# Exploring the Datasets
*Authors: Angelika Shastapalava, Excel Espina, David Hadaller, Sam Mundle*  

### What are we using:  
1) The "Discovery" API is MTA's official developer resource to get real-time data from their NYC Bus Time service. You can get more information <a href="http://bustime.mta.info/wiki/Developers/Index">here</a>  
2) Kaggle's NYC Bus Data <a href="https://www.kaggle.com/stoney71/new-york-city-transport-statistics">here</a>

### How are we using it:
Using regression and classification techniques learned in class, we want to explore the following:  
> 1. Based on a ~10 stops/lines how closely do the actual stop times reflect the posted bus
schedules and what is the distribution around the scheduled time that busses actually
arrive?
>2. What environmental factors impact a buses schedule? What impact does time of day,
temperature, and weather have?
>3. What socioeconomic factors play into a buses schedule? Do we see better or worse
availability in neighborhoods with different average incomes?
>4. Predicting with a defined degree certainty if a bus is coming within a given time frame

### Sections:
1) [Loading the Datasets](#Loading-the-Datasets)  
2) [Cleaning the Data](#Cleaning-the-Data)  
3) [Visualizing the Data](#Visualizing-the-Data)

In [1]:
import pandas as pd
import matplotlib.pyplot as plt
import numpy as np
import datetime

### Loading the Datasets 
We want to work with the Kaggle dataset so head over <a href="https://www.kaggle.com/stoney71/new-york-city-transport-statistics">here</a> and download the zip file. (A word of caution: the dataset is approx **5GB** when extracted!)
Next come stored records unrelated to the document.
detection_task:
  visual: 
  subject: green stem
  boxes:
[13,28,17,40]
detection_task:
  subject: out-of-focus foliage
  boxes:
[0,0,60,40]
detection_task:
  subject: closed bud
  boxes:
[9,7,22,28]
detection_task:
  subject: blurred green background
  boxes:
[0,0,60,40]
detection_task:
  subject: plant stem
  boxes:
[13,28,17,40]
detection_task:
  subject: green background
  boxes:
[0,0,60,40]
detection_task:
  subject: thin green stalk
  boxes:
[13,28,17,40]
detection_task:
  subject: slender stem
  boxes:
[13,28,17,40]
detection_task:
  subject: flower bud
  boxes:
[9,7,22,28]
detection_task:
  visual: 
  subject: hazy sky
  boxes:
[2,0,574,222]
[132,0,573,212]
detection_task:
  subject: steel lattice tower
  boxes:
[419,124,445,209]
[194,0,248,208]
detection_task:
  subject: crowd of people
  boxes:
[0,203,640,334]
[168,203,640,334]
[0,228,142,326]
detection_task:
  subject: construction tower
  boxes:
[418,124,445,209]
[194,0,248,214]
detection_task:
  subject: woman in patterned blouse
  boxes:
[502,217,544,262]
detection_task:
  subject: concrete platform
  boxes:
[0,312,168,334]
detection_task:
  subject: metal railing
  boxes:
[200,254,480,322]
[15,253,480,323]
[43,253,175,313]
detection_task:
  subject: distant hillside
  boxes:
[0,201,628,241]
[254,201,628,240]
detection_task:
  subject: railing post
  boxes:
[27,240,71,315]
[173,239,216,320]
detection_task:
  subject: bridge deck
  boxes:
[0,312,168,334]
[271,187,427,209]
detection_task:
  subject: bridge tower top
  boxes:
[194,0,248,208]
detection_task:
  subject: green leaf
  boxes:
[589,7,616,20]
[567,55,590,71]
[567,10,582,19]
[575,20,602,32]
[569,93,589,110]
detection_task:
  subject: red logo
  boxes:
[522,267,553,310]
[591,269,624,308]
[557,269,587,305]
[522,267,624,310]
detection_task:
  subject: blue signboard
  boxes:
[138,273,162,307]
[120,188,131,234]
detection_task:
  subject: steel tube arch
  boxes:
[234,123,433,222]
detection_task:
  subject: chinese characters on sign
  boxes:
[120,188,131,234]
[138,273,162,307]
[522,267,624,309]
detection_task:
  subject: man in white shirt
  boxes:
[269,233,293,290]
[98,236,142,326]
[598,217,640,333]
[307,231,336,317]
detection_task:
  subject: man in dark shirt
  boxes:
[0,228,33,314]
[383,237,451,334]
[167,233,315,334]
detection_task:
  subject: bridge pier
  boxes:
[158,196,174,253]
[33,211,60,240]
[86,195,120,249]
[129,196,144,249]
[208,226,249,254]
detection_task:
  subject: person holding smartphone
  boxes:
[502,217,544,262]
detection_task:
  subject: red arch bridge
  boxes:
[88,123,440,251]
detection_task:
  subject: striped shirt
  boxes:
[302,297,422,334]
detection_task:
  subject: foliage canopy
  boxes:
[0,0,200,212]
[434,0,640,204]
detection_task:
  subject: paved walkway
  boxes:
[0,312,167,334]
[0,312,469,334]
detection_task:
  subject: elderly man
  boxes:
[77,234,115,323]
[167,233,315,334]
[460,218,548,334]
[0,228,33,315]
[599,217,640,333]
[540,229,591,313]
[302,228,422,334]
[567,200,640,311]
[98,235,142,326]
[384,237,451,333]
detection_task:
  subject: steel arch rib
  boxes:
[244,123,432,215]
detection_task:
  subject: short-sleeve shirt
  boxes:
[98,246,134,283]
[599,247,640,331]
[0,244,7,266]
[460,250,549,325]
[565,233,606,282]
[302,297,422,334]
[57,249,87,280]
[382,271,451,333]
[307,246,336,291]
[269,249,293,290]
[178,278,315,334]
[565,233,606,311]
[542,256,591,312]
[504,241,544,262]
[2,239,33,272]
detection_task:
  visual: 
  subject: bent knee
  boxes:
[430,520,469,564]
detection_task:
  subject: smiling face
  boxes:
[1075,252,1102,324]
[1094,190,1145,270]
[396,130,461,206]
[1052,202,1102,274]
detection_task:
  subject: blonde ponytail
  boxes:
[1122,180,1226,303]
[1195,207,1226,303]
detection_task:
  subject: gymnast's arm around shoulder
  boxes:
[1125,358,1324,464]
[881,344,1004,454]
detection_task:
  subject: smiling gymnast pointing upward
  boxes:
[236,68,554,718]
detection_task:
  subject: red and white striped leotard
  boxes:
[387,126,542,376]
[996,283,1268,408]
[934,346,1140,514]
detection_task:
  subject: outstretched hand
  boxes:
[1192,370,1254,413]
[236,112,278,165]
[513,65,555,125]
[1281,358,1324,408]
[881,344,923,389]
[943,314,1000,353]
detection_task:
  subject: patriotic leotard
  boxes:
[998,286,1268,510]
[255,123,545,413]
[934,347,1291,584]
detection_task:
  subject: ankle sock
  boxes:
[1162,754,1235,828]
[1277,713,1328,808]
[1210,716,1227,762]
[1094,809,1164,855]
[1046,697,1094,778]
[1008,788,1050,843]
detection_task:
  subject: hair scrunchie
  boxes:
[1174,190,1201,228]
After you extract the data, we want to load a csv on our notebook.  

The `error_bad_lines=False` parameter fixes some formatting issues when we load in our dataset.

In [None]:
%%capture
mta = pd.read_csv('mta_1708.csv', error_bad_lines=False)
mta.set_index('PublishedLineName', inplace=True)

In [None]:
mta.head()

In [None]:
mta.dtypes

## Cleaning the Data
Looking at the head samples, we see `ExpectedArrivalTime` and `ScheduledArrivalTime` are objects of differing formats. We should fix that.

In this case, we want to compare the time difference between Expected and Schedule times when the distance from the stop is <= 30ft.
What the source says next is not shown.